Many thanks for sharing with myself, and placing the effort to mail me back, much appreciated..

Have a great week :thumb:


----------



## Leemack (Mar 6, 2009)

Trip tdi said:


> Many thanks for sharing with myself, and placing the effort to mail me back, much appreciated..
> 
> Have a great week :thumb:


Anytime mate :thumb:

you too pal


----------



## Guest (Nov 25, 2011)

Nice tidy up mate ;-)


----------



## Leemack (Mar 6, 2009)

Ta matey

Enjoying my valeting atm - When i get my days off from other things and in between details, can't beat a bit of splashNdash


----------



## North east Car Care (Jan 14, 2008)

Cracking work Lee


----------



## Leemack (Mar 6, 2009)

Cheers Shaun


----------



## SarahAnn (Apr 6, 2011)

We like your splashndash :thumb: 

It's nice to see what can be aimed for by hand for people like me who aren't confident with their machines yet :thumb:

Bring on the splashndash as you called it


----------



## Leemack (Mar 6, 2009)

This is the point sarah and a good one brought up by your goodself.

People who dont own or dont use machines, it is possible to achieve a nice finish


----------



## Mirror Finish Details (Aug 21, 2008)

Nice job lee. Amazing what a hand job can do to a car. I do enjoy a good splash and dash job.


----------



## McClane (Dec 9, 2010)

Nice post Lee! I'll attest to the above. Doesn't take a full wet sand or three stage correction to improve a car markedly!

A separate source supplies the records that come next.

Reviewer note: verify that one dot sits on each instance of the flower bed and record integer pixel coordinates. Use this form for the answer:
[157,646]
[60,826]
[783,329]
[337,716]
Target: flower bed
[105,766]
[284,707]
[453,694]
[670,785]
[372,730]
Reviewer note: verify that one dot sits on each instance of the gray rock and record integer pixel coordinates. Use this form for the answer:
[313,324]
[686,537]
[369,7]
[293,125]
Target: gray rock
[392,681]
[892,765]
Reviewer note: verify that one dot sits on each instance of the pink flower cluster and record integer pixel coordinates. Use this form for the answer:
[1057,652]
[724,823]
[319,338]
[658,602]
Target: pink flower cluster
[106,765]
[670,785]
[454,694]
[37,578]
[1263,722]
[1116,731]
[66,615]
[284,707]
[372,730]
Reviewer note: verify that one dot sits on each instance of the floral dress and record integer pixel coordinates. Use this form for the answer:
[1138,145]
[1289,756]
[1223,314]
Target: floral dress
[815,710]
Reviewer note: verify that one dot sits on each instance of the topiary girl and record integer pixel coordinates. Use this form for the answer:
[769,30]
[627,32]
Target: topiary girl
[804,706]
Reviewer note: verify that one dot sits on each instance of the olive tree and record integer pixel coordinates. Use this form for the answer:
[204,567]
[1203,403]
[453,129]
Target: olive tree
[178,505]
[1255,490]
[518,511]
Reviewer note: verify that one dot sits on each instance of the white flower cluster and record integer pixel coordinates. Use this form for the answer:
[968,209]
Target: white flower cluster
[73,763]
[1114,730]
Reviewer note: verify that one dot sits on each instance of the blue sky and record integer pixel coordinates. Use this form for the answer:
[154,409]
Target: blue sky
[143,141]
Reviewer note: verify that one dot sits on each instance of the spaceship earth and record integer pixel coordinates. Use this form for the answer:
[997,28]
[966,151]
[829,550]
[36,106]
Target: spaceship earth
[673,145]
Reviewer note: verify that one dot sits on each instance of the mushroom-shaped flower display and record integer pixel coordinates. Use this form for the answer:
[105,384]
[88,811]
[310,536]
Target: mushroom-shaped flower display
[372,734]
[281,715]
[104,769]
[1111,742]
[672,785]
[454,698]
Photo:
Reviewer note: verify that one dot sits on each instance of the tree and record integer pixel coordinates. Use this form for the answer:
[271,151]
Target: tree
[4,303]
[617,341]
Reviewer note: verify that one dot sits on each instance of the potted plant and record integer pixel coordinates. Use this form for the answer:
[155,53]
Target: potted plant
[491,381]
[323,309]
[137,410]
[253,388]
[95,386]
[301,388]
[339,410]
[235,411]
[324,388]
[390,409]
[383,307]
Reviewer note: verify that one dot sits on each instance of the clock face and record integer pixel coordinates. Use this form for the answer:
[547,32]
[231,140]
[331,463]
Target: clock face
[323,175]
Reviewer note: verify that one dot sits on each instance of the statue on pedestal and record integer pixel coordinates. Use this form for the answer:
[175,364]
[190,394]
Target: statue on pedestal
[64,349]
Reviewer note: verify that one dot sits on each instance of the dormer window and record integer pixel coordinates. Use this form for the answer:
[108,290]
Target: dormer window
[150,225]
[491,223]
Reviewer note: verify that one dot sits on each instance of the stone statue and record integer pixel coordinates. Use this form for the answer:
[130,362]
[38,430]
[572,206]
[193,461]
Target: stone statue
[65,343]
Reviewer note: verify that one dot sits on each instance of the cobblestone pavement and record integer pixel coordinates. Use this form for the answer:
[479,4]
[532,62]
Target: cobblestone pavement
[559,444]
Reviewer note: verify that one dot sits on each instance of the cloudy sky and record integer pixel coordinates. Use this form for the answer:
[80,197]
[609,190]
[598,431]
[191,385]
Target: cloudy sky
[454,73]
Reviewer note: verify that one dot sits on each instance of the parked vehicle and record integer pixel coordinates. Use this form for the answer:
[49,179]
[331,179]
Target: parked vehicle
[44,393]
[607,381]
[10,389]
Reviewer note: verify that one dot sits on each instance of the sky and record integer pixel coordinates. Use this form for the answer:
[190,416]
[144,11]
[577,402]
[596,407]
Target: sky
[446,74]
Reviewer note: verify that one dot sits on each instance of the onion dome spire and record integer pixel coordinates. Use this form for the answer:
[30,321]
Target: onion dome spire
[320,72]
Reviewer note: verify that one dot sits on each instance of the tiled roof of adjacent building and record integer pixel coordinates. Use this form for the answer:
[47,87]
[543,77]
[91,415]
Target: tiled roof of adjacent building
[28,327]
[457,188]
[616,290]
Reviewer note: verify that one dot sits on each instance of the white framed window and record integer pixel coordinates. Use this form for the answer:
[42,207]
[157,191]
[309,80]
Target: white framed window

Obviously that sort of work is a different kettle of fish.

Would it be a little harder to achieve such a result on a car with v.hard paint (I struggle more with the GF's mini)? Either way, the results are certainly impressive here, definitely must've been going it at to do that in 1hr 45mins. :thumb:


----------



## Leemack (Mar 6, 2009)

my back didn't agree and neither did the knees lol

Steve :lol: Classic

You'd be surprised bud, Used and worked a bit harder BMW paint is fine. My Mrs's mini is testement when i get the time to do hers lol


----------



## McClane (Dec 9, 2010)

Concours CC said:


> my back didn't agree and neither did the knees lol
> 
> Steve :lol: Classic
> 
> You'd be surprised bud, Used and worked a bit harder BMW paint is fine. My Mrs's mini is testement *when i get the time to do hers lol*


Haha, that's the problem. Certainly improved ours, but it's that pepper white and had a hard 5 years previous... still looks better than it had for a while before but I notice the odd swirl in bright light. Only wearing a go over with rejuvenate and c2 at the moment. You'll have to drop me a note with what you'd recommend from the Concourse range when it's kosha to do so - or if it's alright by PM now I've asked :thumb:


----------



## Leemack (Mar 6, 2009)

Pepper White is a lovely colour though !


----------



## McClane (Dec 9, 2010)

Won't hijack your thread with pics, but yeah, it cleans up alright - didn't have much hard elbow work here though: http://www.detailingworld.co.uk/forum/showthread.php?t=239858


----------



## bazz (May 15, 2007)

great tidy up job fella.


----------



## Leemack (Mar 6, 2009)

Cheers Bazz

Very Nice Paul :thumb:


----------



## tonyy (Jul 26, 2008)

Great turnaround..


----------



## Leemack (Mar 6, 2009)

Thanks Tonyy


----------



## JasonPD (Jan 8, 2010)

Really great thread as it's always interesting to read what can be done when pushed for time - cracking results :thumb:


----------



## Vossman (Aug 5, 2010)

Good job there in the time limit, some would have trouble just washing and drying in that time.


----------



## CraigQQ (Jan 20, 2011)

the famous mondeo valet eh lee


----------



## bigslippy (Sep 19, 2010)

Thanks for the write up and great work done there.....can't believe the condition that it arrived in after previous valet.


----------